For the practical design of learning environments, the findings suggest to present CE first and EE second in order to make the learning experience more cognitively pleasant and less exhausting for the learner. If EE have to be presented in early learning phases though, teachers should be cautious that the implemented errors are not too difficult to find and correct to prevent possible cognitive overload. When considering the actual learning achievement instead of learning experience though, the results of this study do not allow clear-cut recommendations for the order of CE and EE. On first glance, it seems that the order as well as the congruency of examples is not of great importance. Following this, the focus should be on making the examples themselves as conducive to instruct learners as possible. In addition, it could be useful to present the examples simultaneously and to ask the participants to compare them. This variant of presenting CE and EE has been shown in other studies to promote learning (Durkin and Rittle-Johnson, 2012; Heemsoth and Kleickmann, 2018; Loibl and Leuders, 2019). However, taking the mediational analysis into consideration, it seems that there is more to the effect of order on learning than the non-significant main effect would suggest. There might be ways in which order of examples does impact learning performance. Clearly more research is needed to further explore this relationship and to offer substantial recommendations for practitioners.

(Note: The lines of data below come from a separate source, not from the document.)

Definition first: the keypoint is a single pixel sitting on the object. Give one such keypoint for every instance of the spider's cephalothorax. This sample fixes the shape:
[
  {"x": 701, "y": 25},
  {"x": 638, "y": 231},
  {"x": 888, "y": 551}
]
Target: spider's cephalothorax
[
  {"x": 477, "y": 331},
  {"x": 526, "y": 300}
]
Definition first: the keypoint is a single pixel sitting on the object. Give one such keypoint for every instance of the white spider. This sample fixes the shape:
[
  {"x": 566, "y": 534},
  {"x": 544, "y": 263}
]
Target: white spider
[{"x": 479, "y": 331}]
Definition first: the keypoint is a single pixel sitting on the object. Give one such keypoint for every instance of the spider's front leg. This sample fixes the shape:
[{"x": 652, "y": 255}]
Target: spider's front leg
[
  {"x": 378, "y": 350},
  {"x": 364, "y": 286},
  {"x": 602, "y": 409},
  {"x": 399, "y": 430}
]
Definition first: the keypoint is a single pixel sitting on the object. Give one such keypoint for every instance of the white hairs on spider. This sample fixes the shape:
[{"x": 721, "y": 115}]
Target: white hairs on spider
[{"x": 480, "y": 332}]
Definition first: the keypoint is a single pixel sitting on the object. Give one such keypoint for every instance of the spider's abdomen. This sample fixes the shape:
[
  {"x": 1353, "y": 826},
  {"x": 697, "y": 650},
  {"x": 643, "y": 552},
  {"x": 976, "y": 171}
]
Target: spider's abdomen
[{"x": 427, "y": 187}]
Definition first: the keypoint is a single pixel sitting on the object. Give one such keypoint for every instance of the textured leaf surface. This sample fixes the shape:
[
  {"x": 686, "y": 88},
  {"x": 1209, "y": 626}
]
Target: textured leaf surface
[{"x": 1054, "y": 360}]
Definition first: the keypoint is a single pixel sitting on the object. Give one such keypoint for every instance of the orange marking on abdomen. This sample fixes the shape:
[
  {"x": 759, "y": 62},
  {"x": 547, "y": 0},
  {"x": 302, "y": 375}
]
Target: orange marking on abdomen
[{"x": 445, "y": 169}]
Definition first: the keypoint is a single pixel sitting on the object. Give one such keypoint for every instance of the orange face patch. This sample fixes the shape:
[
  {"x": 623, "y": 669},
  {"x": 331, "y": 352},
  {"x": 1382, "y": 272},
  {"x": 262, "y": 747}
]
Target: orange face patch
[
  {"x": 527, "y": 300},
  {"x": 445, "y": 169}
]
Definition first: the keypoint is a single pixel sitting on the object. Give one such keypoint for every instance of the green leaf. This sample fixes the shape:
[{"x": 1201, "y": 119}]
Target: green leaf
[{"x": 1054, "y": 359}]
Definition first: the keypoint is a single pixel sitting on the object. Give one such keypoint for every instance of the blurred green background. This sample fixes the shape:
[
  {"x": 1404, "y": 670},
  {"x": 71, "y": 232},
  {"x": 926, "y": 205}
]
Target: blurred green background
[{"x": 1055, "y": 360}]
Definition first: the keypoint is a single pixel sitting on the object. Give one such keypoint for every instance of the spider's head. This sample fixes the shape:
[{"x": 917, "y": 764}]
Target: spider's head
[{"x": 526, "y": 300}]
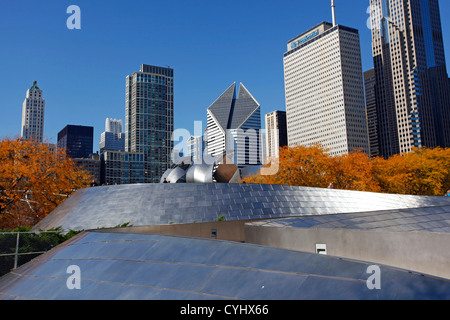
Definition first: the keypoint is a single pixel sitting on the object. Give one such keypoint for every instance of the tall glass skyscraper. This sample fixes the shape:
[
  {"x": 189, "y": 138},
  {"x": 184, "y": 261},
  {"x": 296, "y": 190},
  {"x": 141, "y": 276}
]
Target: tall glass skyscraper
[
  {"x": 412, "y": 91},
  {"x": 33, "y": 115},
  {"x": 149, "y": 124},
  {"x": 149, "y": 120}
]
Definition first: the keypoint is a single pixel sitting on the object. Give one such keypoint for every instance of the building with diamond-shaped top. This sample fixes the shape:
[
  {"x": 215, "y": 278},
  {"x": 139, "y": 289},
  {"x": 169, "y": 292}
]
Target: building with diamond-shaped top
[{"x": 234, "y": 127}]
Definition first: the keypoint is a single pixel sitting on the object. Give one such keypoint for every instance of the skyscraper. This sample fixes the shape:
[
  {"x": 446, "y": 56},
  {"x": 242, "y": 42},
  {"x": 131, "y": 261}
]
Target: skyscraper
[
  {"x": 371, "y": 105},
  {"x": 412, "y": 91},
  {"x": 78, "y": 141},
  {"x": 33, "y": 115},
  {"x": 276, "y": 133},
  {"x": 113, "y": 138},
  {"x": 234, "y": 127},
  {"x": 149, "y": 118},
  {"x": 324, "y": 89}
]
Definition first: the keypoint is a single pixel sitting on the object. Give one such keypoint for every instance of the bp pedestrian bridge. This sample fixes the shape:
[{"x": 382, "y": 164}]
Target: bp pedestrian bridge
[{"x": 242, "y": 241}]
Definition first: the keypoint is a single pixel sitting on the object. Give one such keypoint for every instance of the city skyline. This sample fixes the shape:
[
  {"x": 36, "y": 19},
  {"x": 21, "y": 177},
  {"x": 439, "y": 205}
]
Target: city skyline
[{"x": 208, "y": 42}]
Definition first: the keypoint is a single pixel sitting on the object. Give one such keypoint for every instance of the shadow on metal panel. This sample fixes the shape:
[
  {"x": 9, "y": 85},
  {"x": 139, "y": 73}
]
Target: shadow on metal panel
[{"x": 118, "y": 266}]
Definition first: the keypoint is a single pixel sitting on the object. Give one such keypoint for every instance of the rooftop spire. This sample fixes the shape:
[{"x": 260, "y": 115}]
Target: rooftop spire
[{"x": 35, "y": 87}]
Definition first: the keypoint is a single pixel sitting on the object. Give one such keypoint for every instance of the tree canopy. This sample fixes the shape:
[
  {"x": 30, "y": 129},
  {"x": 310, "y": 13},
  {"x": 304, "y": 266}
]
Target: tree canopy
[
  {"x": 34, "y": 180},
  {"x": 420, "y": 172}
]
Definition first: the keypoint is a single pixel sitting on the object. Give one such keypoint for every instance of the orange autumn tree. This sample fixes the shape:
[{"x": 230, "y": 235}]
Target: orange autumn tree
[
  {"x": 420, "y": 172},
  {"x": 299, "y": 166},
  {"x": 34, "y": 180},
  {"x": 354, "y": 171}
]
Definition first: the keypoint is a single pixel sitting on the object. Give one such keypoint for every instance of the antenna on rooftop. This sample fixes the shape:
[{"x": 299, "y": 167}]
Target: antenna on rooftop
[{"x": 333, "y": 12}]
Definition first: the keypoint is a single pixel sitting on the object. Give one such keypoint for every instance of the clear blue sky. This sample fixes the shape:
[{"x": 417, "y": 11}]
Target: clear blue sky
[{"x": 210, "y": 44}]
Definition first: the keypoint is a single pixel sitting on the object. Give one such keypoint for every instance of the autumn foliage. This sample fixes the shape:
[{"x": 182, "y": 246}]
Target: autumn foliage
[
  {"x": 420, "y": 172},
  {"x": 34, "y": 180}
]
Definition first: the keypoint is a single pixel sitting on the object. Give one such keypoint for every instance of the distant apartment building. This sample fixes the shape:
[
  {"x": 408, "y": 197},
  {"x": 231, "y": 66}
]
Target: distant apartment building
[
  {"x": 234, "y": 127},
  {"x": 324, "y": 90},
  {"x": 33, "y": 110},
  {"x": 92, "y": 166},
  {"x": 195, "y": 149},
  {"x": 276, "y": 133},
  {"x": 371, "y": 111},
  {"x": 113, "y": 138},
  {"x": 149, "y": 124},
  {"x": 77, "y": 141}
]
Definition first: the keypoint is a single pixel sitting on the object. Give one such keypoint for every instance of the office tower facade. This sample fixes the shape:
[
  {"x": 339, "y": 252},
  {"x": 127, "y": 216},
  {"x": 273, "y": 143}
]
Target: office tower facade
[
  {"x": 149, "y": 118},
  {"x": 91, "y": 165},
  {"x": 195, "y": 149},
  {"x": 234, "y": 127},
  {"x": 324, "y": 90},
  {"x": 120, "y": 167},
  {"x": 113, "y": 138},
  {"x": 78, "y": 141},
  {"x": 371, "y": 111},
  {"x": 412, "y": 91},
  {"x": 33, "y": 110},
  {"x": 276, "y": 133}
]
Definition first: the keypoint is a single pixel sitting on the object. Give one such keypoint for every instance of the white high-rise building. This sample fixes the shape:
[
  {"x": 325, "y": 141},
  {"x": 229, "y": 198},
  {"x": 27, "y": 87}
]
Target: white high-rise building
[
  {"x": 33, "y": 115},
  {"x": 324, "y": 90},
  {"x": 276, "y": 135}
]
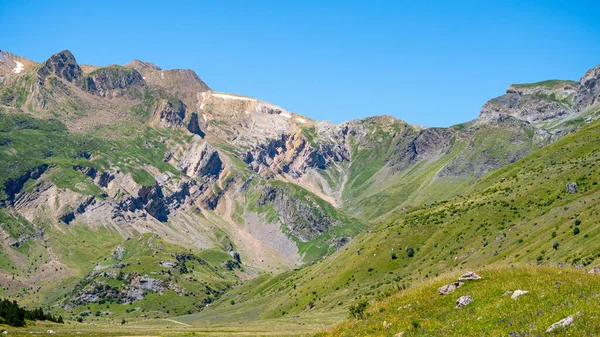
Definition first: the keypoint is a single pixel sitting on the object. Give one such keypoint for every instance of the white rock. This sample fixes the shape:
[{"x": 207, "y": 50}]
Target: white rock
[
  {"x": 463, "y": 300},
  {"x": 469, "y": 276},
  {"x": 518, "y": 293},
  {"x": 563, "y": 322}
]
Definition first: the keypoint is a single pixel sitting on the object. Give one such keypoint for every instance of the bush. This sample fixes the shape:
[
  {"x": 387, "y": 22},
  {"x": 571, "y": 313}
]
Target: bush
[
  {"x": 358, "y": 311},
  {"x": 410, "y": 251}
]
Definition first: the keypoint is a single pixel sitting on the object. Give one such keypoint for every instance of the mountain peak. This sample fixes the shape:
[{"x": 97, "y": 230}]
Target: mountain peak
[
  {"x": 63, "y": 65},
  {"x": 138, "y": 64}
]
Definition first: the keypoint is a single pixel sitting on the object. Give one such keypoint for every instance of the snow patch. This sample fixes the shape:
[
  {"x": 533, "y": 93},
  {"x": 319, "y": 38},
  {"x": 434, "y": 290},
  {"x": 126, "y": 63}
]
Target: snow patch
[
  {"x": 203, "y": 99},
  {"x": 19, "y": 68},
  {"x": 225, "y": 96}
]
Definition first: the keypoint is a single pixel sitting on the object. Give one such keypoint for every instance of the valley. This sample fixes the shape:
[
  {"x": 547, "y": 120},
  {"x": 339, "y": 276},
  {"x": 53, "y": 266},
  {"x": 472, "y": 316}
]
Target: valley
[{"x": 138, "y": 201}]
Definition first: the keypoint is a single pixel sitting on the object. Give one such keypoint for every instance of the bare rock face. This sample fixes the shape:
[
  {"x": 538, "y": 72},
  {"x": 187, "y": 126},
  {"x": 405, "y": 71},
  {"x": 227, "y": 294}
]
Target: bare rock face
[
  {"x": 589, "y": 89},
  {"x": 518, "y": 293},
  {"x": 571, "y": 187},
  {"x": 469, "y": 276},
  {"x": 450, "y": 288},
  {"x": 303, "y": 219},
  {"x": 116, "y": 81},
  {"x": 63, "y": 65},
  {"x": 169, "y": 114},
  {"x": 563, "y": 322},
  {"x": 201, "y": 160},
  {"x": 292, "y": 154},
  {"x": 463, "y": 300}
]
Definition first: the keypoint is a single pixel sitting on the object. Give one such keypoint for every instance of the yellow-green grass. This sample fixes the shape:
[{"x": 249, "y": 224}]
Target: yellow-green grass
[{"x": 554, "y": 294}]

Findings on metacognitive variables

Concerning RQ3, order did not influence JOL. However, for RQ4, the EE first conditions were less likely to underestimate their delayed learning performance on all units than the CE first conditions. This effect of order may be interpreted in light of the belief-adjustment model (Hogarth and Einhorn, 1992). The model’s concrete assumptions depend on consistency, complexity, and length of information sets as well as response mode. A priori we could determine that as defined by Hogarth and Einhorn (1992) the length of information set was short (in total only six pieces of information). Additionally, we could classify the response mode as end-of-sequence mode since the JOL accuracy_delayed was collected only once after the entire learning phase ended. A posteriori we can now say, as indicated by the mental load ratings, that complexity of information was rather high. If we assume that CE and EE convey inconsistent information the model predicts a recency effect to bias the JOL accuracy, which means the last piece of information should have been given more weight in judgment formation. Since the EE-CE order condition was more accurate, it follows that CE might be better for estimating one’s own JOL. To the best of the author’s knowledge, so far there has been no theoretical or empirical work that focused on order effects of different instructional methods on JOL. Therefore, these results shed first light in this regard and have important practical implications. It follows for the practical design of learning environments that CE should succeed EE to improve the accuracy of self-assessment, especially if the presentation of examples concludes the lesson and self-regulated learning activities follow. In this case, it is vitally important for learners to correctly assess their current understanding of contents because this will guide them in allocating their study time for different subjects (Metcalfe, 2009). The trade-off with a higher cognitive burden for students during learning due to the CE-EE order might be considered individually.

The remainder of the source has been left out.